MQTT is small footprint, efficient, low power on the device.  So what happens when you flip that around to the data center or mobile operator side?  And drive it with new acceleration technology from IBM Labs?  You get something very dense, very green, and very fast.  As in concurrently connect as many mobiles, cars, or devices as 1,000 web servers with just 1 rack.  Product Management is OK when I say 21M concurrently connected things per rack.  They frown when I say the actual number.  And messaging throughput?  With the Beta firmware we were getting 273M mobile messages/sec per rack.  The performance  results we see in the GA firmware are “higher” and will be published soon.  End-to-end, app-to-app on fast network with this appliance using MQTT is in µs not milliseconds.  That’s why we’re now using this appliance and MQTT for high-speed Big Data analytics, driving millions of low-latency analytics decisions per second.

More on that at ibm.com/MessageSight with videos here and here.

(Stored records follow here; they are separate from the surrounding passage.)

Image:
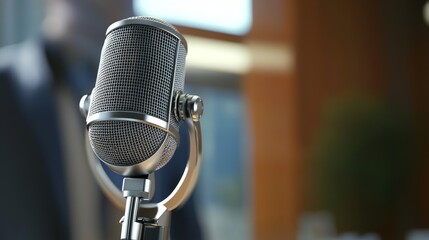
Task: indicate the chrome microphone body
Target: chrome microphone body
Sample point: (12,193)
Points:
(132,118)
(131,125)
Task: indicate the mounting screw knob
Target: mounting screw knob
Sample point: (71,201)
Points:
(195,107)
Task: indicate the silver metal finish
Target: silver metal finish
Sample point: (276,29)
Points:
(187,106)
(148,22)
(84,103)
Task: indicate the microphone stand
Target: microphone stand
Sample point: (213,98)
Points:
(145,221)
(154,222)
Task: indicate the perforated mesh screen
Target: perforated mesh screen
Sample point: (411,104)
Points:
(136,73)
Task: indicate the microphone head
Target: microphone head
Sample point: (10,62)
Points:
(131,125)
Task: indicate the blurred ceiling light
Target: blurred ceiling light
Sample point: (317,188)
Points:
(426,12)
(237,58)
(226,16)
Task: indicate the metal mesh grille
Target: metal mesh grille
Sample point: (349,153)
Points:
(154,20)
(135,74)
(125,143)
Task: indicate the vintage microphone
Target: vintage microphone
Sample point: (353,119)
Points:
(133,116)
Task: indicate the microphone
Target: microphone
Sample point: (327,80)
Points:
(133,116)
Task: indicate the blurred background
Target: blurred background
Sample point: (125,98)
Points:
(316,122)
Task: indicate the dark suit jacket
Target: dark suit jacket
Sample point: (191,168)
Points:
(34,203)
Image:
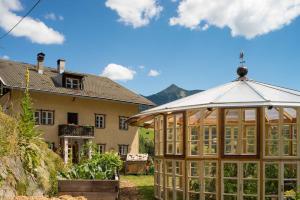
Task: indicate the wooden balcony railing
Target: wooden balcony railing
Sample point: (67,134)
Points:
(75,130)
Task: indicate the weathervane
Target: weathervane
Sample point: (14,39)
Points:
(242,61)
(242,70)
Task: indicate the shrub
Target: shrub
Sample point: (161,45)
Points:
(100,166)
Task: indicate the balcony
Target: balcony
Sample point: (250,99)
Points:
(65,130)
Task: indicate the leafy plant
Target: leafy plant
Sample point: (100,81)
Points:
(291,194)
(100,166)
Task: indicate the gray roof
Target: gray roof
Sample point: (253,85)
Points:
(12,75)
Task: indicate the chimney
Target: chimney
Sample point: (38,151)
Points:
(61,65)
(40,62)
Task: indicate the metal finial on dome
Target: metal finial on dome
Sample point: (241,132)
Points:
(242,70)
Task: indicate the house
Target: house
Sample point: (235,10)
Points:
(239,140)
(73,108)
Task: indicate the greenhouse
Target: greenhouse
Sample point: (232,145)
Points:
(236,141)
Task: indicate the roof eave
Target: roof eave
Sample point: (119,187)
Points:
(79,96)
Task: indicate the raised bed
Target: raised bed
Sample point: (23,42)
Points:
(90,189)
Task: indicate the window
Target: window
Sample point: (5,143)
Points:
(280,177)
(205,122)
(99,121)
(72,83)
(174,182)
(123,149)
(101,148)
(240,137)
(158,179)
(202,180)
(280,132)
(240,180)
(159,135)
(37,116)
(44,117)
(194,121)
(174,134)
(123,125)
(210,132)
(73,118)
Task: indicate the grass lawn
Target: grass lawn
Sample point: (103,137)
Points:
(144,185)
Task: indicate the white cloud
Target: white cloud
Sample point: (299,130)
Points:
(33,29)
(244,18)
(153,73)
(5,57)
(118,72)
(53,17)
(136,13)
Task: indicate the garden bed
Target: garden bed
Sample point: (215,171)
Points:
(90,189)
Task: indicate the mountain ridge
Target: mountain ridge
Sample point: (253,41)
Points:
(171,93)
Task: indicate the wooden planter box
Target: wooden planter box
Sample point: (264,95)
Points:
(90,189)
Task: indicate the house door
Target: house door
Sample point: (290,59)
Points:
(202,180)
(240,180)
(73,118)
(280,177)
(174,183)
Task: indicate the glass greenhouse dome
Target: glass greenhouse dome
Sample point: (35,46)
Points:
(236,141)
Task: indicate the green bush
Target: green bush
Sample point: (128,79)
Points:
(100,166)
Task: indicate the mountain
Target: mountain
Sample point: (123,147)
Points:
(171,93)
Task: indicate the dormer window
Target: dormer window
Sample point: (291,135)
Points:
(72,83)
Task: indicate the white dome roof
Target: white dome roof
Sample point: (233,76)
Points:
(238,93)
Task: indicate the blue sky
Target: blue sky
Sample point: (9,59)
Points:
(182,51)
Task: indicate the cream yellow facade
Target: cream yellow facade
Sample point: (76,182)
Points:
(86,108)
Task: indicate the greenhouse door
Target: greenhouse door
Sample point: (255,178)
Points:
(240,180)
(174,182)
(280,177)
(202,180)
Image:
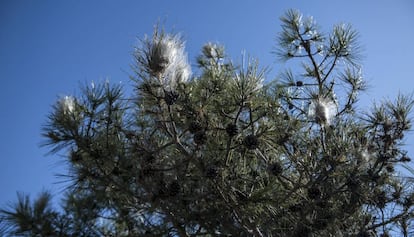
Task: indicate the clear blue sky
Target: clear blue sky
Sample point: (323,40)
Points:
(47,48)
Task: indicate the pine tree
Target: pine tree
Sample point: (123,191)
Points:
(226,152)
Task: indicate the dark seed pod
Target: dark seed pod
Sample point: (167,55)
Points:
(116,171)
(390,168)
(200,137)
(381,199)
(170,97)
(275,168)
(232,129)
(364,234)
(251,142)
(75,157)
(195,126)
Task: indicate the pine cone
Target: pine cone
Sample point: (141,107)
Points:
(200,137)
(232,129)
(170,97)
(275,168)
(251,142)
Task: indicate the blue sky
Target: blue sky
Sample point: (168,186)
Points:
(49,48)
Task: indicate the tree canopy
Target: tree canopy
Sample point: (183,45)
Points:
(226,151)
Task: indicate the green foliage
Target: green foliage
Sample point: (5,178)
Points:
(224,154)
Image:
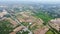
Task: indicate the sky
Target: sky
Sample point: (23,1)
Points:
(43,1)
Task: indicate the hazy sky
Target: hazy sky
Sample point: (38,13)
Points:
(55,1)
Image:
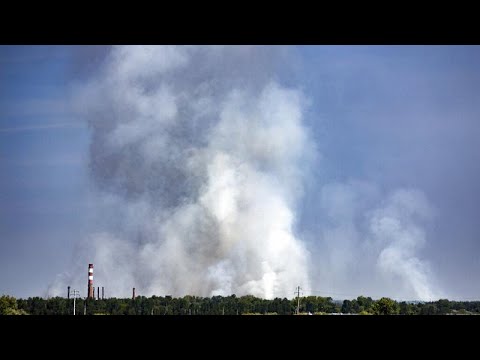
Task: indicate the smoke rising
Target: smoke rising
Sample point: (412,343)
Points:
(196,156)
(371,242)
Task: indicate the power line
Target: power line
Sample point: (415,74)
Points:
(75,294)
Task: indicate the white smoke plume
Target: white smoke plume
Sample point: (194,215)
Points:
(198,154)
(396,229)
(371,244)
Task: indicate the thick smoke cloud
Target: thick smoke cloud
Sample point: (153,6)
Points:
(198,161)
(196,156)
(369,242)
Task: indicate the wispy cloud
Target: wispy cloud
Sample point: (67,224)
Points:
(42,127)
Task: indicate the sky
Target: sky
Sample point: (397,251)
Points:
(393,132)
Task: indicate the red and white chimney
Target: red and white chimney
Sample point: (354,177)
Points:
(91,289)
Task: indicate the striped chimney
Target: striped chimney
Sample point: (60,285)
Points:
(91,289)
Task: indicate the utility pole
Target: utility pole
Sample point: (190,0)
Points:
(75,293)
(298,300)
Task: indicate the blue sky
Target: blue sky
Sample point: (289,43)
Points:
(390,116)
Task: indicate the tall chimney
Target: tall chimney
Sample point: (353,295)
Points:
(91,289)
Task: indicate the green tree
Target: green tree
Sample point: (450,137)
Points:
(8,306)
(385,306)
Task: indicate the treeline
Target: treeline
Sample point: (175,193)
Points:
(230,305)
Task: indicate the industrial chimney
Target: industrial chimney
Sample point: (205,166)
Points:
(91,289)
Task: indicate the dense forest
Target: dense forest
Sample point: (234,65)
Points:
(230,305)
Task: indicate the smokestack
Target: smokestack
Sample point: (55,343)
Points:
(91,289)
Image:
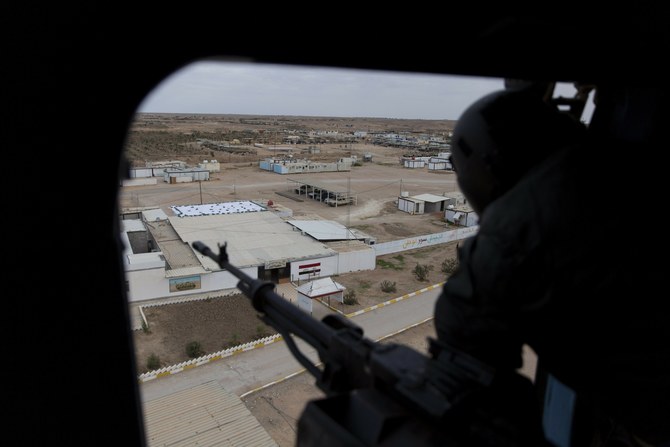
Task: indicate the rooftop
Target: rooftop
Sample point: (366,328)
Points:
(252,238)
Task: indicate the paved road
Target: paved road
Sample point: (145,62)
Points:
(259,367)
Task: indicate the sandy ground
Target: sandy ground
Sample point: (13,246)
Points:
(221,322)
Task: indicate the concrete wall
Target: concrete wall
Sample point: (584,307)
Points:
(413,243)
(151,283)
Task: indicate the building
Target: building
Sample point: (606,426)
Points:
(461,215)
(160,261)
(424,203)
(185,175)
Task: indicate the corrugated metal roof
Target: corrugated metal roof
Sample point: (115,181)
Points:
(323,230)
(132,225)
(153,215)
(252,238)
(432,198)
(320,287)
(205,415)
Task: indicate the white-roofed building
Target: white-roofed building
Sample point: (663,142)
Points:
(424,203)
(323,289)
(161,261)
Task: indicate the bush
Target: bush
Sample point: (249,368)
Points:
(350,297)
(449,266)
(153,362)
(388,286)
(194,349)
(421,271)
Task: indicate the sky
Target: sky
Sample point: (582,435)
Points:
(266,89)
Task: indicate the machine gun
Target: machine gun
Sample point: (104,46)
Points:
(377,394)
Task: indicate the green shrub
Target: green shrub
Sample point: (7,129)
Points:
(153,362)
(421,271)
(449,266)
(350,297)
(194,349)
(388,286)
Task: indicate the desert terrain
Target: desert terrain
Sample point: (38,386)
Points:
(221,322)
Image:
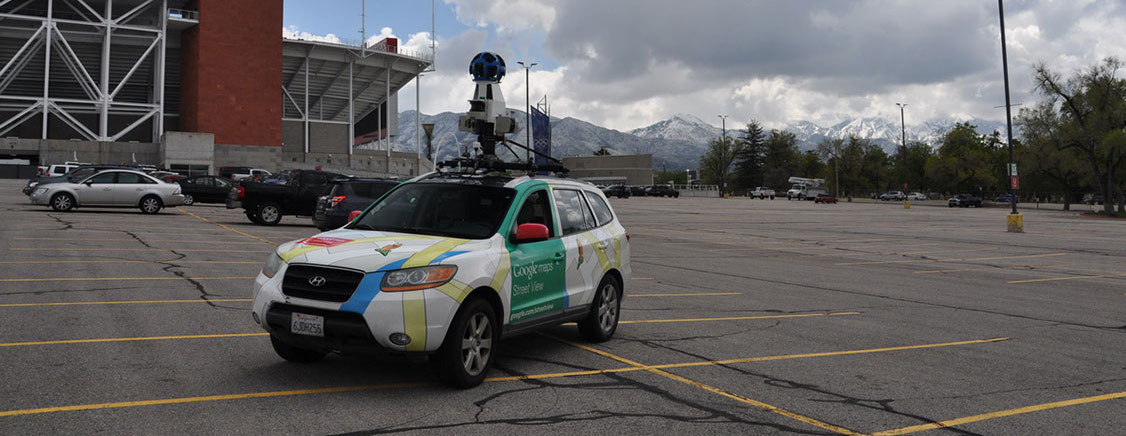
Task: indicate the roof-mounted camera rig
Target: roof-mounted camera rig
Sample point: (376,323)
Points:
(490,119)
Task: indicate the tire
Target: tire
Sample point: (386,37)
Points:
(605,311)
(470,346)
(295,354)
(151,204)
(268,213)
(62,202)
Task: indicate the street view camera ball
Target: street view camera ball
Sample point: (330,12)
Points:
(486,68)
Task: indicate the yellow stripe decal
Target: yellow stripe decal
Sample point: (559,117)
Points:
(414,320)
(427,255)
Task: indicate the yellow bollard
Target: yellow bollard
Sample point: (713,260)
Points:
(1016,223)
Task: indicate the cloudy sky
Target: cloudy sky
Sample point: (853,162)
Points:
(629,63)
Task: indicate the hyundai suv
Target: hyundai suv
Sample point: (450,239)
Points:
(446,266)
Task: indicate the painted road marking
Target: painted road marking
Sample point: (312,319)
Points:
(1064,278)
(1001,414)
(717,391)
(689,294)
(126,302)
(128,261)
(63,341)
(738,318)
(126,278)
(961,259)
(490,380)
(229,228)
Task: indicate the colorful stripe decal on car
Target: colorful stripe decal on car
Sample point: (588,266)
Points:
(423,257)
(368,287)
(414,319)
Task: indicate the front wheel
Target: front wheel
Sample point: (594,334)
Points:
(602,320)
(151,204)
(467,352)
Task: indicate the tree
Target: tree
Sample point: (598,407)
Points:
(751,159)
(780,161)
(1091,108)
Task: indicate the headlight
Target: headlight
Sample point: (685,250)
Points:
(418,278)
(273,264)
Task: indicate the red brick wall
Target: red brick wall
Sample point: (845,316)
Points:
(231,72)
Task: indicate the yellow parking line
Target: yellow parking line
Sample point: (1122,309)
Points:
(717,391)
(1064,278)
(229,228)
(689,294)
(131,339)
(1001,414)
(126,278)
(490,380)
(961,259)
(126,302)
(126,261)
(738,318)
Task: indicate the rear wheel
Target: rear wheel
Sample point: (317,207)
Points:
(602,320)
(151,204)
(62,202)
(295,354)
(466,354)
(269,214)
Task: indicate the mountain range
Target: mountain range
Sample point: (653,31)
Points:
(678,142)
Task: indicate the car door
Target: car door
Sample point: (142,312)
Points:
(538,278)
(97,189)
(575,220)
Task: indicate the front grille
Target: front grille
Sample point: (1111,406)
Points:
(339,284)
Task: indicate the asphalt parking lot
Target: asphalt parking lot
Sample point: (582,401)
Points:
(744,317)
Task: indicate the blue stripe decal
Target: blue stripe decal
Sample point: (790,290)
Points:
(446,255)
(368,287)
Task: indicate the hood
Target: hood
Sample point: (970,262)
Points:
(367,250)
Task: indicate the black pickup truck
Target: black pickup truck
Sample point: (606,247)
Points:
(267,203)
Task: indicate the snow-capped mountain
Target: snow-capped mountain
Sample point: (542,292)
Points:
(678,142)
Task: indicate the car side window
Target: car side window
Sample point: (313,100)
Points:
(537,210)
(601,210)
(104,178)
(574,215)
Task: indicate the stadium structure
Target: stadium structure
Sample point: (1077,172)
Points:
(194,86)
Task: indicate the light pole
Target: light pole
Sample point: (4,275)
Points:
(527,106)
(723,151)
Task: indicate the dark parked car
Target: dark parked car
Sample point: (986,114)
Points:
(662,190)
(205,189)
(267,203)
(348,195)
(617,190)
(964,201)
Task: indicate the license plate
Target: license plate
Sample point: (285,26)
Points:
(306,325)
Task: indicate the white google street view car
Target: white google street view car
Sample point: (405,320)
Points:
(446,265)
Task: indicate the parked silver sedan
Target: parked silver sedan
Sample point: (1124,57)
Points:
(113,188)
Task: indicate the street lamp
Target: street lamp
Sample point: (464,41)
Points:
(723,151)
(527,106)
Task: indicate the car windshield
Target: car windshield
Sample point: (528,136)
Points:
(456,211)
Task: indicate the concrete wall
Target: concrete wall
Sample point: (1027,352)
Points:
(637,169)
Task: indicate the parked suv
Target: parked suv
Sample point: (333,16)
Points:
(447,266)
(347,195)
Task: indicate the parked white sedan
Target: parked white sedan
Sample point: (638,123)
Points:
(113,188)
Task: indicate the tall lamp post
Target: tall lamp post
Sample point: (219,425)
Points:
(527,106)
(723,151)
(1016,221)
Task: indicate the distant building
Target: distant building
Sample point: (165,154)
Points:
(624,169)
(194,85)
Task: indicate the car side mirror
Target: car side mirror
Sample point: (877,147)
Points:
(530,232)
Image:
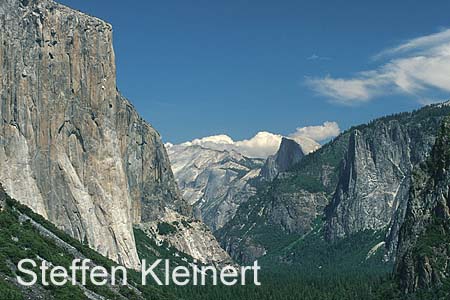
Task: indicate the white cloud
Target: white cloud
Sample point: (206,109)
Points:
(318,133)
(265,143)
(317,57)
(415,67)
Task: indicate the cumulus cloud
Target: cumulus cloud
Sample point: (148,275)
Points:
(264,144)
(415,67)
(318,133)
(317,57)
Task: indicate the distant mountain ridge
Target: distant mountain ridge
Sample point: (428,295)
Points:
(71,146)
(357,182)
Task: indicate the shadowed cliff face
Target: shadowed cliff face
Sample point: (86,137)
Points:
(71,147)
(423,257)
(287,156)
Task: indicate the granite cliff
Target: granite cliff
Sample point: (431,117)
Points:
(358,182)
(423,253)
(71,146)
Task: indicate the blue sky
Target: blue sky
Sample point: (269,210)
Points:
(200,68)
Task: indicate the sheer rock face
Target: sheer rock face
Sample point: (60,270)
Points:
(423,256)
(287,156)
(375,178)
(215,182)
(71,147)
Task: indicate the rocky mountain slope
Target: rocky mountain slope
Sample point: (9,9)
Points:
(423,248)
(71,146)
(215,182)
(357,182)
(289,154)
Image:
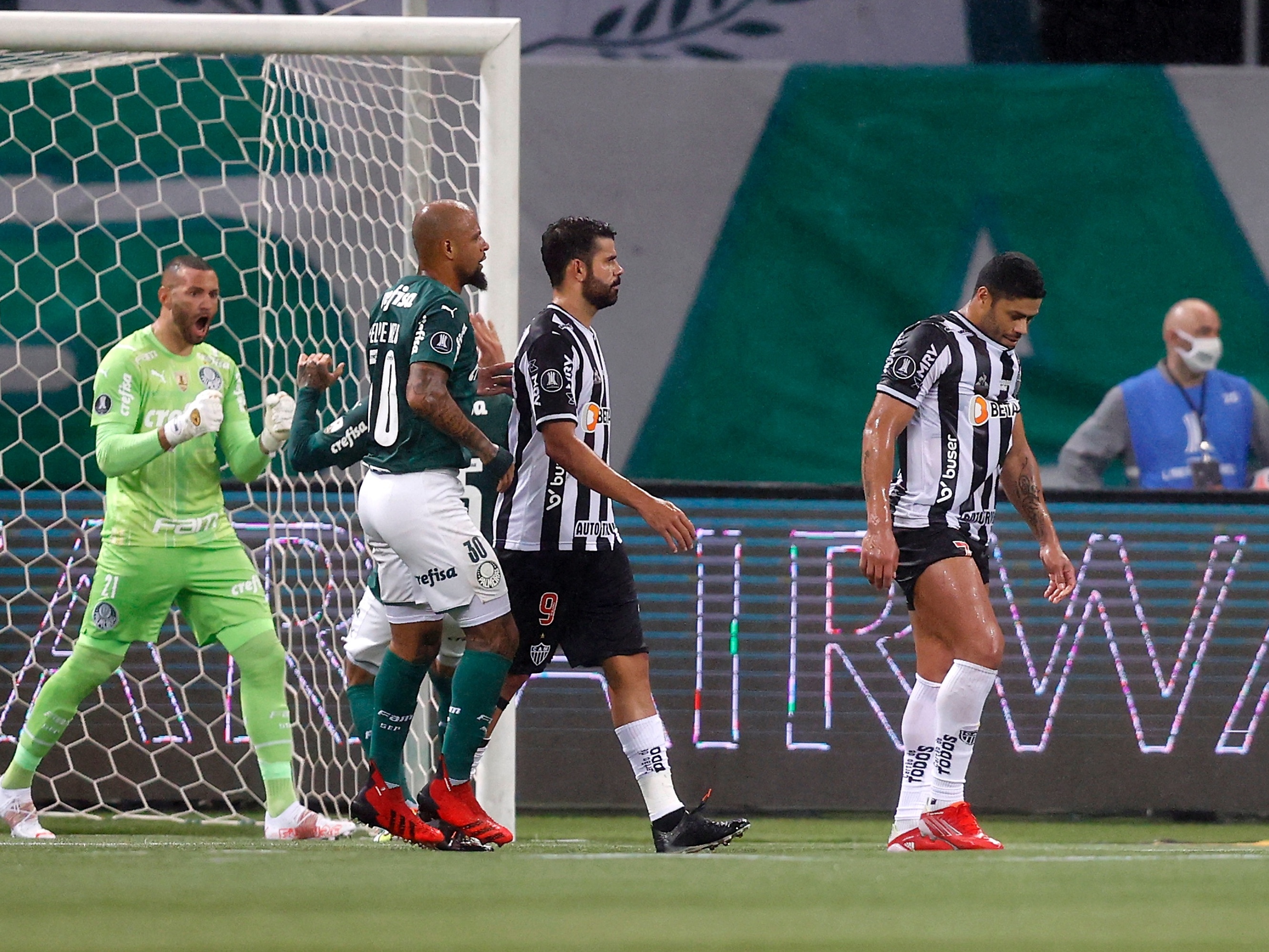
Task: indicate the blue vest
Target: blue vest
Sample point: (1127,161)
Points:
(1166,430)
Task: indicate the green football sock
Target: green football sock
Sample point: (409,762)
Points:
(55,707)
(478,686)
(396,695)
(361,700)
(263,672)
(445,686)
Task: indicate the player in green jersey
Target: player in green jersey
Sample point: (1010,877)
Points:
(430,556)
(346,442)
(164,404)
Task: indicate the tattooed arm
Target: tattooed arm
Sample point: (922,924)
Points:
(428,395)
(879,555)
(1019,478)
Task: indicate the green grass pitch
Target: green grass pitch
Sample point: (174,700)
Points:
(589,882)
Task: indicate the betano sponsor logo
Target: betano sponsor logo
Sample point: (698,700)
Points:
(982,409)
(594,416)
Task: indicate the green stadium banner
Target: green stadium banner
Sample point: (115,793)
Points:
(860,215)
(75,287)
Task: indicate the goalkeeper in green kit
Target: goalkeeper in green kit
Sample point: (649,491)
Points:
(163,404)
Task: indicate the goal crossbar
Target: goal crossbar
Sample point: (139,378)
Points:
(123,37)
(263,33)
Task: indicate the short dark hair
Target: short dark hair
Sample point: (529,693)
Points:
(568,239)
(1012,276)
(193,262)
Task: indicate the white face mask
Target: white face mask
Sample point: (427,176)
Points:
(1205,353)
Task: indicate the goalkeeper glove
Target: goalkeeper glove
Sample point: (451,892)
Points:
(279,410)
(204,414)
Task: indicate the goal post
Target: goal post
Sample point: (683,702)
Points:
(292,153)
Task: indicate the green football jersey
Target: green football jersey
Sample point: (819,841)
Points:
(175,499)
(418,320)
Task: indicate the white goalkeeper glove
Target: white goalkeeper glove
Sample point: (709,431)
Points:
(279,410)
(204,414)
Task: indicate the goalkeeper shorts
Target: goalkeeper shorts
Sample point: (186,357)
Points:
(219,592)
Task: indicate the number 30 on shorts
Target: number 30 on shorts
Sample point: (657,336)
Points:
(547,608)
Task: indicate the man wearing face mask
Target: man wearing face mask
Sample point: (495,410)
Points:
(1182,424)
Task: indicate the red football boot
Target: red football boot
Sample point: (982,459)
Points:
(456,804)
(384,805)
(955,824)
(914,841)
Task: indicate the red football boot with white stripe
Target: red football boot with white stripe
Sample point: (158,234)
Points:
(456,804)
(384,805)
(956,826)
(914,842)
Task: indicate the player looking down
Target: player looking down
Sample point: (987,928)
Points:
(164,401)
(948,400)
(570,579)
(432,559)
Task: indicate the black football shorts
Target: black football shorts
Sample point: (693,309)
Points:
(583,602)
(921,549)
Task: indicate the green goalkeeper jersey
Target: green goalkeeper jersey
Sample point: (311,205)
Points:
(175,498)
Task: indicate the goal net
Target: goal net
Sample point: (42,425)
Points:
(296,175)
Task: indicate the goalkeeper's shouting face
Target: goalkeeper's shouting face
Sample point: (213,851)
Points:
(192,296)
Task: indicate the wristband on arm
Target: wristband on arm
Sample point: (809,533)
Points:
(501,464)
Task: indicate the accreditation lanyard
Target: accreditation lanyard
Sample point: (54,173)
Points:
(1202,403)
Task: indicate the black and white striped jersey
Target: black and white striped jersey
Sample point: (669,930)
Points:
(965,389)
(560,375)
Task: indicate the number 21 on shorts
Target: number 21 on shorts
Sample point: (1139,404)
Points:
(547,608)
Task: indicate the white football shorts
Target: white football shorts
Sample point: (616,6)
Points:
(428,550)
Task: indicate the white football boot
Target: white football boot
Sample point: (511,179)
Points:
(20,813)
(298,822)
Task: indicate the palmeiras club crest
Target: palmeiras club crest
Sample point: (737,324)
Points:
(211,378)
(104,616)
(489,575)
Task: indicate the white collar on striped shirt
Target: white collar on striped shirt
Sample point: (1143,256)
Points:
(559,310)
(969,325)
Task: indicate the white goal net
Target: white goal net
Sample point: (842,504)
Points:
(296,177)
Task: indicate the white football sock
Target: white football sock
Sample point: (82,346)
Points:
(919,732)
(960,709)
(290,817)
(644,743)
(14,798)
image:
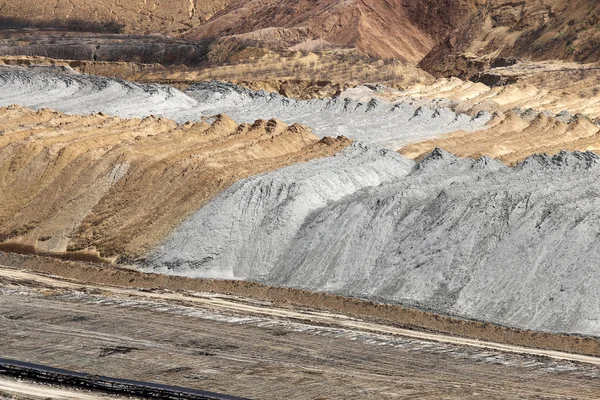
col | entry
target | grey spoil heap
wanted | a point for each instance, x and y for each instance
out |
(376, 121)
(516, 246)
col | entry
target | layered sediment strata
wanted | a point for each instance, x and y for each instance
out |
(468, 237)
(511, 138)
(118, 186)
(375, 121)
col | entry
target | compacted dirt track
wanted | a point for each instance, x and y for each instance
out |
(253, 349)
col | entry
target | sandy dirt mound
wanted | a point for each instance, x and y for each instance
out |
(134, 16)
(535, 29)
(512, 138)
(374, 122)
(77, 183)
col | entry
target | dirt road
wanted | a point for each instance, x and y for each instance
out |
(233, 305)
(253, 349)
(22, 389)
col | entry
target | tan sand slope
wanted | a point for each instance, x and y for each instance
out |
(532, 29)
(72, 183)
(511, 139)
(136, 16)
(575, 91)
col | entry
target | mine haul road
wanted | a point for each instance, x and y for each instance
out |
(328, 319)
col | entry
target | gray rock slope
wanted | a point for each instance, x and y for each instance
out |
(245, 229)
(519, 246)
(376, 122)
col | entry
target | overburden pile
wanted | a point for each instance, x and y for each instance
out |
(517, 246)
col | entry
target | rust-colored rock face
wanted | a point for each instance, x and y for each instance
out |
(533, 29)
(119, 186)
(404, 30)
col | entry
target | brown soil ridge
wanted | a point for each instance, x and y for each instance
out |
(531, 29)
(136, 16)
(401, 29)
(112, 187)
(510, 139)
(395, 315)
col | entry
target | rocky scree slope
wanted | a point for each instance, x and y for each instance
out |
(517, 246)
(135, 16)
(250, 226)
(512, 137)
(377, 122)
(502, 30)
(110, 187)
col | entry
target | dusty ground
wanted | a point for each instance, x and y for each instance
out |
(14, 389)
(145, 174)
(221, 343)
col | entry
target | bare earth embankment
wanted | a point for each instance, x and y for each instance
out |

I’m quite fanatical about this notion that response time = revenue, response time = business performance, and most importantly response time saves lives.  It isn’t about machines anymore folks, “Connected Life” is you, me and everything around us and how it all interacts.  And anytime there is a human in that interaction, then latency matters very much.

Well, that’s probably enough of a diatribe for one day.  I have an IBM internal blog which is “mobile musings”, my intention here was “mobile bit” i.e. bitten, smitten but also a small piece, short.  I’ll hew closer to that in the future.